Untuk itu, kita perlu memandang obesitas dari aspek kesehatan. Syahdan, jika kita memandang obesitas dari aspek kesehatan maka perlu sebuah penanganan yang juga tidak mengancam kesehatan itu sendiri.
Rumah Sakit OMNI Alam Sutera telah memperkenalkan sebuah penanganan obesitas yang aman dan jauh dari resiko yang mengkhawatirkan. Penanganan itu ialah Operasi Bariatrik. Operasi bariatrik yakni sebuah operasi pengecilan dan bypass lambung, yang dilakukan dengan teknik laparoskopi atau minimal invasif. Dan menurut Dr. Handy Wing, seorang dokter spesialis bedah dari Rumah Sakit OMNI Alam Sutera, operasi ini sangat sedikit menyebabkan rasa nyeri karena bekas luka sayatan yang sangat kecil dan secara kosmetik hampir tidak terlihat bekasnya. (Baca: https://www.omni-hospitals.com/alam-sutera)
Bahkan terbukti, operasi bariatrik ini mampu mengontrol penyakit diabetes. Segera setelah operasi ini, kadar gula darah kebanyakan pasien menjadi normal sehingga tak memerlukan lagi suntikan insulin maupun obat-obatan diabetes.
Hal ini dialami Novi, seorang wanita berusia 45 tahun. Ia mengidap diabetes sejak usia 30 tahun dan berbobot hampir 90 kg. Tetapi sejak menjalani operasi ini, penyakit kencing manisnya terkontrol. Berat badannya pun turun 22 kg dalam jangka waktu 6 bulan dan tak perlu lagi bergantung dengan suntikan insulin yang sudah ia gunakan rutin selama 5 tahun.

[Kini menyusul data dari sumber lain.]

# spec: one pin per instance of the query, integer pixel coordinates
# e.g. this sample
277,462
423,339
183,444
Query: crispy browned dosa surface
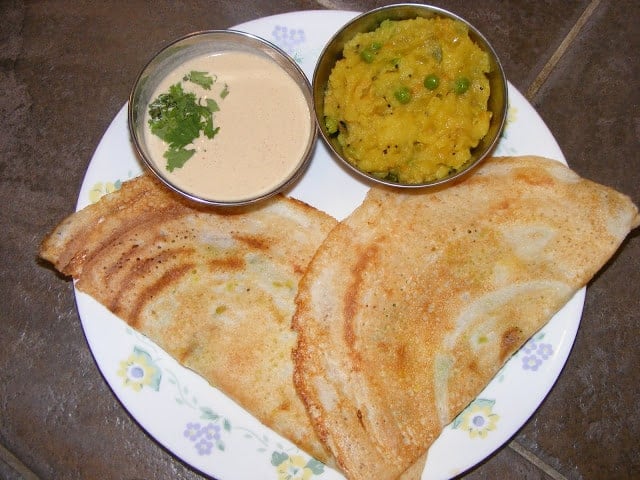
214,288
415,301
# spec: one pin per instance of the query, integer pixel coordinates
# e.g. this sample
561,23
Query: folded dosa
415,301
214,288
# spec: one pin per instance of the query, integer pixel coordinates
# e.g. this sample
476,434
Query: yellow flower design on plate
140,371
478,418
295,467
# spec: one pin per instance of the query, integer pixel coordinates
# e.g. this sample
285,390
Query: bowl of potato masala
409,95
223,117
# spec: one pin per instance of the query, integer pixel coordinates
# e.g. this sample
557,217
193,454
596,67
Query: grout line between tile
532,458
562,48
14,463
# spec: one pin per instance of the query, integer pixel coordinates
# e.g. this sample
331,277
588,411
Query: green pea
331,124
431,81
367,55
403,95
461,85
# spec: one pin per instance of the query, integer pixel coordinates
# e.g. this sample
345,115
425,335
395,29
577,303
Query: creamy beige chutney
264,125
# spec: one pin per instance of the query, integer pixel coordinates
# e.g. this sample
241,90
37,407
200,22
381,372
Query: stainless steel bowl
369,21
207,43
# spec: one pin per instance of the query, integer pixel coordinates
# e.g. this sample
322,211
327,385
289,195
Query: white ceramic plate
199,424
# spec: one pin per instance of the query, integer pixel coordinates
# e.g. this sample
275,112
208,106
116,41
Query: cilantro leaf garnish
200,78
178,118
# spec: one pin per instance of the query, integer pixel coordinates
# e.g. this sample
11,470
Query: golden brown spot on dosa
352,293
167,279
511,339
233,263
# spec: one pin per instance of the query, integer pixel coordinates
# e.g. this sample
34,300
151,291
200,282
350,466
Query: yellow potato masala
408,101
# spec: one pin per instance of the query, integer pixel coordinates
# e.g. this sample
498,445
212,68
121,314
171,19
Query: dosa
415,301
214,288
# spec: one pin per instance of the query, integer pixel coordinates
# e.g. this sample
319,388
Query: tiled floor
66,69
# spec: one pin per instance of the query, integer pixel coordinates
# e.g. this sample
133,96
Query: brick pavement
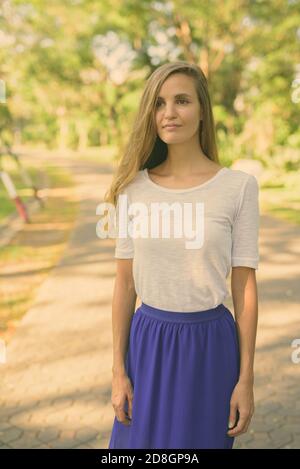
55,388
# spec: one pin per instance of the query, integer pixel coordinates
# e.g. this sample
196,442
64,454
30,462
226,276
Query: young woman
182,365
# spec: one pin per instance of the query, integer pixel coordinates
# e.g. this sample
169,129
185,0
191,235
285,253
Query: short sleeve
245,230
124,248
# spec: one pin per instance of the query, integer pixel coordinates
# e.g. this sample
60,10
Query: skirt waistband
189,317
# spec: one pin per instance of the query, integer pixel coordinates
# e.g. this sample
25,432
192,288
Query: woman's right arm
123,307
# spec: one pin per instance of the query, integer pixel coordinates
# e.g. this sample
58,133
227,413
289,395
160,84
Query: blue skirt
183,368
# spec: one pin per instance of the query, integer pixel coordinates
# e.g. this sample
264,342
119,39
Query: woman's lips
172,127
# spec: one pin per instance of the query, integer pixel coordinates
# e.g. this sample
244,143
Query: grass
27,260
7,205
280,197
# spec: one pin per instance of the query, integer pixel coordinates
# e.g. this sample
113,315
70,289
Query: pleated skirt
183,368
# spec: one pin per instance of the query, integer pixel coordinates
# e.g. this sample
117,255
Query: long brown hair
145,149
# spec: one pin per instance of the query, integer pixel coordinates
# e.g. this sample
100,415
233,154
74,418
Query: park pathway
55,388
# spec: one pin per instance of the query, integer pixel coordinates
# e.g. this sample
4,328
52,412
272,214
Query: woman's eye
181,100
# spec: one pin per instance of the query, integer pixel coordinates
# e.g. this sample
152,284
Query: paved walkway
55,388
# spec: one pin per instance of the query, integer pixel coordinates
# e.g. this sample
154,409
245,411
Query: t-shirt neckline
187,189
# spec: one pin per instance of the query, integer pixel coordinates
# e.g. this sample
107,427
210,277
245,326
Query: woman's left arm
245,302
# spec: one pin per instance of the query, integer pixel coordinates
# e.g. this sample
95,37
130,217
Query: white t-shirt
167,274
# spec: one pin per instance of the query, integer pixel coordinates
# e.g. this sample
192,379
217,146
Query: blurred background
71,75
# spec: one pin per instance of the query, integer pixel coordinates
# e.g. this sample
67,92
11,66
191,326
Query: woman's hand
242,400
122,391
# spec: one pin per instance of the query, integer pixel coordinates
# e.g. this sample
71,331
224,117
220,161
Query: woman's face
178,104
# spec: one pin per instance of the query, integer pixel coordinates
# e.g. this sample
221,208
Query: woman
182,365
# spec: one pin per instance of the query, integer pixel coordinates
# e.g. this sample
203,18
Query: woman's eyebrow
178,95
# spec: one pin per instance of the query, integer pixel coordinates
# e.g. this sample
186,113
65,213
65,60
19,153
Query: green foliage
65,89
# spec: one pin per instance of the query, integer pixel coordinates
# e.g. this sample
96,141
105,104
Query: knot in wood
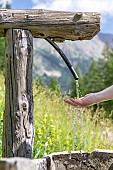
24,105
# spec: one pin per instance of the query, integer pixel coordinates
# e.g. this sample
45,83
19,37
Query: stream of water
78,121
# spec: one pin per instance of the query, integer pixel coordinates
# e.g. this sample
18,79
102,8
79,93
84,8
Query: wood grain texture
52,24
18,116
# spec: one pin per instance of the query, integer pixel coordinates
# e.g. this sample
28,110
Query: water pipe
71,68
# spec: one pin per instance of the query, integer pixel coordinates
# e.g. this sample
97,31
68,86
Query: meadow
55,126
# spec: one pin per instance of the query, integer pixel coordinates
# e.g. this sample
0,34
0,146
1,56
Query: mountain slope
47,62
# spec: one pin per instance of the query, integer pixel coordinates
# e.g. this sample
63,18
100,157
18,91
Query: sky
105,7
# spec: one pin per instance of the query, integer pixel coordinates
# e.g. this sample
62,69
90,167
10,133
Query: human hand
87,100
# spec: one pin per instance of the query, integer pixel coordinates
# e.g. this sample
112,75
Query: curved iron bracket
71,68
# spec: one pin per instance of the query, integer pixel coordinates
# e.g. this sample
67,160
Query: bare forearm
104,95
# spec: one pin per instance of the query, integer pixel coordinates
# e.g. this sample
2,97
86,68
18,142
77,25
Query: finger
76,101
70,102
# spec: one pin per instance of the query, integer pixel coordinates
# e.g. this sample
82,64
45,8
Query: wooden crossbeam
52,24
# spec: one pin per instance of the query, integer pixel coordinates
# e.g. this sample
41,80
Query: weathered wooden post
57,25
18,116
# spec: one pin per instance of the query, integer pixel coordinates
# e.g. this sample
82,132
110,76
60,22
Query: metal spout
71,68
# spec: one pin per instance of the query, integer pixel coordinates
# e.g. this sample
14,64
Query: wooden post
18,116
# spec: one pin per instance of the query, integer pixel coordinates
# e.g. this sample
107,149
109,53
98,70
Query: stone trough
79,160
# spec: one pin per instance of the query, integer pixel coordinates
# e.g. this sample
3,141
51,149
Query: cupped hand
87,100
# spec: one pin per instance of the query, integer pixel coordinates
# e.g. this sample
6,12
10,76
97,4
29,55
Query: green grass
54,130
54,119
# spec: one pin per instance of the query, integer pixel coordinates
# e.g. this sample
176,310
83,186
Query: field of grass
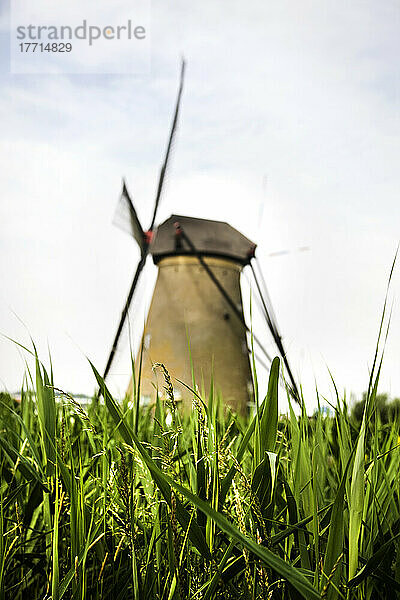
114,501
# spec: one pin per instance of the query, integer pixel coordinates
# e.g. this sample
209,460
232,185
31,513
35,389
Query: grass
116,501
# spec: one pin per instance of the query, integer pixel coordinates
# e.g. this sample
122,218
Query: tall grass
116,501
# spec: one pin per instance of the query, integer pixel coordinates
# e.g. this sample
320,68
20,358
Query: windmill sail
132,224
126,218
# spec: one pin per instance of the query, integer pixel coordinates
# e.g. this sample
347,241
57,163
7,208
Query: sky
289,131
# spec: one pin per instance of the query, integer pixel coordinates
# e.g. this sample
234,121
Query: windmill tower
197,301
188,308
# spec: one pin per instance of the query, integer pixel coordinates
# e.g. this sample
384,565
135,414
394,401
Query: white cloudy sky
302,95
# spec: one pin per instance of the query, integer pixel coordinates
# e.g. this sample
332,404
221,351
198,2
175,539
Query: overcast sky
289,131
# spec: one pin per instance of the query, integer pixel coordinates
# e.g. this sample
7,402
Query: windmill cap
206,237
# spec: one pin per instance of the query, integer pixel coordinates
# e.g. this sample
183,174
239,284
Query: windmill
195,320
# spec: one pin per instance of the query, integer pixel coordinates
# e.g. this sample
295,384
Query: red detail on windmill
148,236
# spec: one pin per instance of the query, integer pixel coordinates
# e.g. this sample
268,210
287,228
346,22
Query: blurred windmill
197,300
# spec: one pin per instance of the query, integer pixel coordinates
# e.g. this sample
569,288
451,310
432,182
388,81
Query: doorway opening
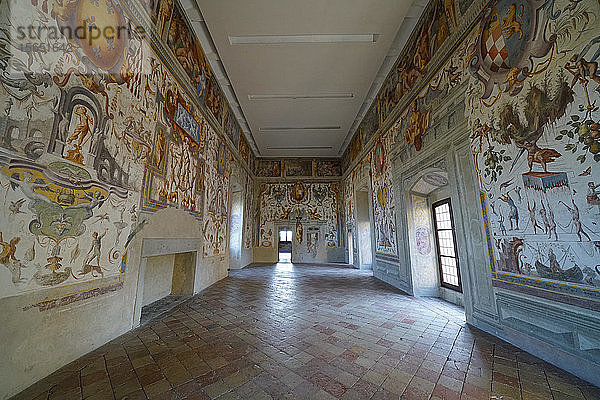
285,245
365,256
350,248
235,229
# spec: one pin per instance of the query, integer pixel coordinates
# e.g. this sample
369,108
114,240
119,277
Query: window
446,245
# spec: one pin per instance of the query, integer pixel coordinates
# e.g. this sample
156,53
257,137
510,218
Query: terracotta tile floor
308,332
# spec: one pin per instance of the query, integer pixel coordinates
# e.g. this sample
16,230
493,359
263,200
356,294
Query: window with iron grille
446,245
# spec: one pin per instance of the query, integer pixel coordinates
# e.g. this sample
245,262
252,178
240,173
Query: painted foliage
70,163
216,199
535,124
439,21
306,201
92,132
384,209
171,22
328,168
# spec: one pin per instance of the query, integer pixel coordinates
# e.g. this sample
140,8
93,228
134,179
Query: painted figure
8,250
538,155
532,217
576,220
551,224
592,194
83,128
95,249
513,214
418,123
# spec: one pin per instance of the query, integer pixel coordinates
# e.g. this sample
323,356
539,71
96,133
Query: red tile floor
309,332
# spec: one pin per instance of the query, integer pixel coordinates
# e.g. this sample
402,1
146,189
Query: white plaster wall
158,278
36,343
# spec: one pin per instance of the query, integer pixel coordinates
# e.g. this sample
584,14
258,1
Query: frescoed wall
298,168
536,146
384,206
439,21
511,115
98,136
299,205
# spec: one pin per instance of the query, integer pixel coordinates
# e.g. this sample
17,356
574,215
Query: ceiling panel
302,68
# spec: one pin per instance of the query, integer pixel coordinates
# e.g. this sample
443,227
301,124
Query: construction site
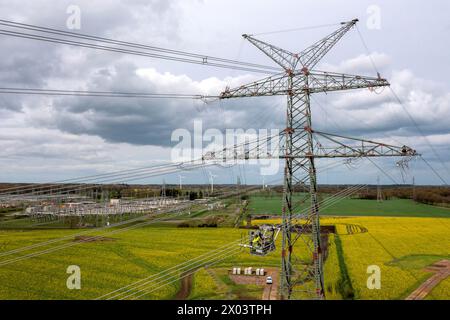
210,226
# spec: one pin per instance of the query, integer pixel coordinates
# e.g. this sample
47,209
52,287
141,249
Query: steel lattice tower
303,272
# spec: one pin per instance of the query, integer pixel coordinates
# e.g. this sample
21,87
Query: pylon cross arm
304,82
309,57
349,147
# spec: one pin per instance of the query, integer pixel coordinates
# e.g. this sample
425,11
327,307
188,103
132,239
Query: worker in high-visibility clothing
256,242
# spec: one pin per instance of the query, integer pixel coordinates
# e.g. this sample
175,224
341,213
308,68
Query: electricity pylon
303,272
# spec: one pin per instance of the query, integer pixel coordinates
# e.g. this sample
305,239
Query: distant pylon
379,194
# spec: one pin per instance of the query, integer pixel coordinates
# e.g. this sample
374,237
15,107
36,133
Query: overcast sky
48,139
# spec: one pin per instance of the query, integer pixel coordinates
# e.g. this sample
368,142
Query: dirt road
441,270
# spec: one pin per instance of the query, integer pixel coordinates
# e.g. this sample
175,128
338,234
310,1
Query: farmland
356,207
400,246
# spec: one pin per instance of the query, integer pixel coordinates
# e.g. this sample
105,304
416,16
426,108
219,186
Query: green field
356,207
401,246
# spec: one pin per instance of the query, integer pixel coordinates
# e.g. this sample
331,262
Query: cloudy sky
48,139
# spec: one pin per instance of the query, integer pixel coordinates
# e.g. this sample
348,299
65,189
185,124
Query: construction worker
256,242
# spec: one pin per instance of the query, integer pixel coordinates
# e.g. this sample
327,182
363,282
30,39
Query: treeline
422,194
426,195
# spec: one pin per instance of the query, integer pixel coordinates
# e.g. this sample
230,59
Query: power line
105,94
124,47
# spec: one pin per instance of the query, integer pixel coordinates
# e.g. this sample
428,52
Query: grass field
356,207
401,247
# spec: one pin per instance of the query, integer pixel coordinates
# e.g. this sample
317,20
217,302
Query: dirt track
186,287
441,270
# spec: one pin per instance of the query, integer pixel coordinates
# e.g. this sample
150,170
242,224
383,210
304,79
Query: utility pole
180,178
163,191
211,180
297,81
379,194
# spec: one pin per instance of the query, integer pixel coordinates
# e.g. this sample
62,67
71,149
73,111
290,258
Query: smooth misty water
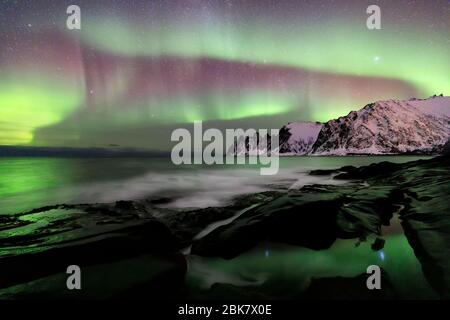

Berkat operasi bariatrik, nasib Novi pun tak seperti William Sang Penakluk, yang mati dengan perut meletup dan bau bacin. Operasi bariatrik telah membebaskan Novi dari bayang-bayang kematian akibat obesitas dan penyakit diabetes. Novi pun kini lebih sehat, bertenaga, stamina meningkat dan dapat beraktivitas sehari-hari secara normal.
Menjadi seperti Novi adalah pilihan yang jarang bagi penderita obesitas. Karena metode ini tidak populer dan belum banyak diketahui. Namun Novi memilih hidup. Daripada menjadi William yang mati mengenaskan.